Chart 1 Matrix of combinations between the results of social and medical-expert evaluation of disabled person, according to biopsychosocial model of assessment to the BPC. 

Changes in body functions / structures * Limited activities and restricted participation
None Light Moderate Severe Total
None No No No No No
Light No No No No No
Moderate No No No Yes Yes
Yes
(only if environmental hurdles are severe or total)
Severe No No Yes Yes Yes
Total No No Yes Yes Yes

Source: Own elaboration. Adapted from Annex III of Joint Ordinance MDS/INSS n. 1/1111.

NOTE: The Yes or No categories correspond to the condition of deferral in relation to the combination of the final qualifiers, in compliance with the requirements set forth in article 20 of Law 8.742/93, which defines a person with a disability.

*Terminology introduced from the 3rd version of the tools in 2015 (used here for the correct understanding of what is effectively evaluated in the component).
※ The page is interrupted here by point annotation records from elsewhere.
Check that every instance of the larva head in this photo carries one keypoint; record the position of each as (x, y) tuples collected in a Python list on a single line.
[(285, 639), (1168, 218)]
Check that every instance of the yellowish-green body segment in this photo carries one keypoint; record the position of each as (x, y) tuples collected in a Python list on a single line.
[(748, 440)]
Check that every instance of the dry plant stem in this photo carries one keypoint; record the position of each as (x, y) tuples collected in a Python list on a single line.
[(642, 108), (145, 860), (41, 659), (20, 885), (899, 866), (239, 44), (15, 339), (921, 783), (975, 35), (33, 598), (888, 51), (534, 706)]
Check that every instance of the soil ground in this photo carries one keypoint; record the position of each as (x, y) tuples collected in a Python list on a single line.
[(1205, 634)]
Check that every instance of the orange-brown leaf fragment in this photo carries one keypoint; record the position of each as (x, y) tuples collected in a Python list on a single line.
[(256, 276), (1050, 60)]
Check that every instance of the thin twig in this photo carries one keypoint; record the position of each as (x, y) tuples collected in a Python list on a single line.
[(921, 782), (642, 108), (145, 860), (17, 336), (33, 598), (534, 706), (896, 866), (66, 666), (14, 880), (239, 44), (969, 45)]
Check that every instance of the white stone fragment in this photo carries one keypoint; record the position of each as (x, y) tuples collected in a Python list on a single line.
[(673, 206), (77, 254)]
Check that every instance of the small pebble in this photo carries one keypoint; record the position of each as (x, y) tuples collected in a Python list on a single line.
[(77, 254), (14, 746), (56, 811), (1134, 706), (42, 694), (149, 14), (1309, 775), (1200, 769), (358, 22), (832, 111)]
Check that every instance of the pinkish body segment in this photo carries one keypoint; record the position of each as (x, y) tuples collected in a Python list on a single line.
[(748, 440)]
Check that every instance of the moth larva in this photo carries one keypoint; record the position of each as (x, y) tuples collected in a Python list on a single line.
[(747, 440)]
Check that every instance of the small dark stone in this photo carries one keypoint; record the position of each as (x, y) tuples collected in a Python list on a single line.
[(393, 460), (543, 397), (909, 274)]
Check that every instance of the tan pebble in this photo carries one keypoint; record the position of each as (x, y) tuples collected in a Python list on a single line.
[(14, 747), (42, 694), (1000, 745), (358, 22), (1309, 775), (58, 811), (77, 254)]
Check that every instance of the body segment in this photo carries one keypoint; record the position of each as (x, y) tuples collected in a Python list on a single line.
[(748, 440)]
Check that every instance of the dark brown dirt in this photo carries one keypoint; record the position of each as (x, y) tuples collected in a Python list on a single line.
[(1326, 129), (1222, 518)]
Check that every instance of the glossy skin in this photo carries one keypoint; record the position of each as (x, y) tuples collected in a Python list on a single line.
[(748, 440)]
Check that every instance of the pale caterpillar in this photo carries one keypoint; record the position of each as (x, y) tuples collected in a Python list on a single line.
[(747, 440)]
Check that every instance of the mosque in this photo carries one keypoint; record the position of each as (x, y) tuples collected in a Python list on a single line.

Considering the above, it is worth emphasizing two aspects regarding the current disability assessment model for access to BPC: 1) only applicants with bodily changes and moderate or severe long-term limitations and restrictions are eligible for benefit; 2) despite the introduction of social assessment in the model, the result of the medical-expert evaluation has greater weight in the final result.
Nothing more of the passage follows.